Again

Once more with feeling.
— Unknown

I started this page with this title a couple of weeks ago with another piece in mind—something about ritual and routine and discussing the difference between them but the value of each. I’ve written a few pages on the topic, but have not been able to whip it into publishable form. I have three or four pieces I have started—some are just titles—but no weekly blog has made it to my site for a couple of weeks.

May 26, 2021

Today is my birthday—may have told you that somewhere—and according to my Mercedonius blog, the end of my Q1.

I had thought of my flexible planning quarter as a period of time that overlaps the New Year—taking the pressure off the January 1st “do or die” day and spreading out consideration of the year’s plans and goals over the start of the year and really get going in March—renew with spring’s rebirth momentum rather than trying to bring things to life in the dormancy of winter.

But now I am rethinking that and may have to rearrange the calendar to better fit my plans. It’s the Roman thing to do.

One of the dangers of writing is that you learn things that you didn’t know you were thinking before you wrote them down. One of the other dangers of writing is if you say it before you actually do it, you don’t actually know if it’s going to work. As I was journaling this morning, I wished myself a “Happy New Year!” But it is also the start of Q2 in my calendar. That doesn’t make any sense. Since it is the start of my (personal) new year, it should be my Q1, right?

It occurs to me, as I sit in Starbucks where the ideas flow freely with sugar, caffeine, and cash, that everyone’s year should start with her birthday and end with Mercedonius. Right now, my Paula-centric worldview doesn’t really even work for me. Here is my revised year:

Q1: My Birthday to late August

For me, this is really the summer—my time of renewal and setting the year I want in motion. As I think in academic calendars, this is my time off. I recently offered a workshop about planning a “summer that lasts all year.” That’s exactly what Q1, wherever it lands, should do: set the tone and foundation for your year.

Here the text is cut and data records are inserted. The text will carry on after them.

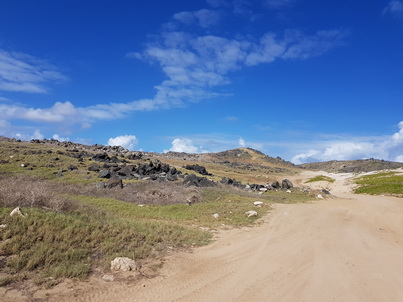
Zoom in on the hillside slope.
[299,158,403,173]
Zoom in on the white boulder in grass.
[111,257,137,272]
[245,211,257,217]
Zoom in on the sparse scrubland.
[0,140,310,287]
[0,139,403,287]
[354,172,403,197]
[305,175,336,183]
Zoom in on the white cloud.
[382,0,403,16]
[164,138,199,153]
[52,133,70,142]
[0,49,67,93]
[291,122,403,164]
[31,129,45,139]
[264,0,296,9]
[0,4,343,136]
[173,9,220,28]
[108,135,138,150]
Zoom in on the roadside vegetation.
[0,142,311,287]
[354,172,403,197]
[305,175,336,183]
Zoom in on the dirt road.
[3,171,403,302]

Q2: September to December (yes, it’s 4 months)

Fall semester. Fall takes me back to my roots—all the way back. Returning to routine is easy to do in Fall because everyone around me is doing it. So I go with the flow. This quarter lasts for four months because we all know December is mostly a wash. It’s a time of implementation and follow-through—action to move those feelings from Q1 along.

Q3: January to March

Since I’m going with the flow, I can’t really fight January for a new start, but instead of making it a new year, it’s just a new quarter. I’m still riding my feelings from Q1 and my actions from Q2 but with an added brightness like crisp winter peppermint.

Mercedonius: Spring Break to my birthday

Fluid and flexible Mercedonius fits exactly where I want it to. Use it like the Romans did—to extend a season or truncate one. Coming out of winter and fueled by the energy Spring Break, I am ready to tally my wins and recoup my losses as I make plans for my new year.

What did I learn from the quarter I did not know was Mercedonius until today? How will Mercedonius allow me to seed a summer that lasts all year long?

June 1, 2021

I thought I lost this blog.

I spent the whole morning searching my Google drive for it and didn’t realize I had drafted it directly on my website—that is not my usual practice because it doesn’t automatically save like Google drive, so I could have easily lost it, but, ironically, and in spite of Mercury retrograde, I didn’t.

New year, new month, same question: What did Mercidonius make me do?

  1. I’ve had a lot of trouble going to sleep and waking up for the last few weeks. Perhaps it’s the power of the recent super full moon lunar eclipse or the excitement of the summer, but my waking and sleeping rhythms are all out of whack. Merdedonius showed me that I need sleep or at least get some period of daily relaxation. When the kids were little, we used to have an hour of quiet time each afternoon. The only rule: no electronics. Sleep, read, or stare at the wall. Quietly. I’m re-implementing 3:30 pm quiet time.

  2. Even though I haven’t posted a full blog in a while, I can write more words more regularly than I think I can. The May Days project helped me see that getting words to the page/screen each day is (mostly) possible. Just because that project is over doesn’t mean I need to stop daily posting. I will keep working my writing muscle.

  3. Since the start of quarantine, my running regimen has flailed. I am motivated by races and running with other people, and without that company, I just didn’t run much. I’d go out a do a couple of unenthusiastic miles every once in a while, but meh. In Mercedonius, I started running again and, miracle of miracles, my daughter started running with me. I’m not as fast as I was a couple of years ago, but it’s a blessing because Bea would not keep up with me at my old pace. Mercdedonius made me a runner again.

This is my first blog of Q1, and it has made me verbalize some high and clear expectations and see my situation. Even though I said summer is my time off, it is really my time on. Really on. I’m home, they’re home and, unlike last summer there’s stuff to do.

I can’t escape into a job to find validity, meaning, and money—I have to work for it.

Paula Diaz

I connect you to the words that connect you to yourself.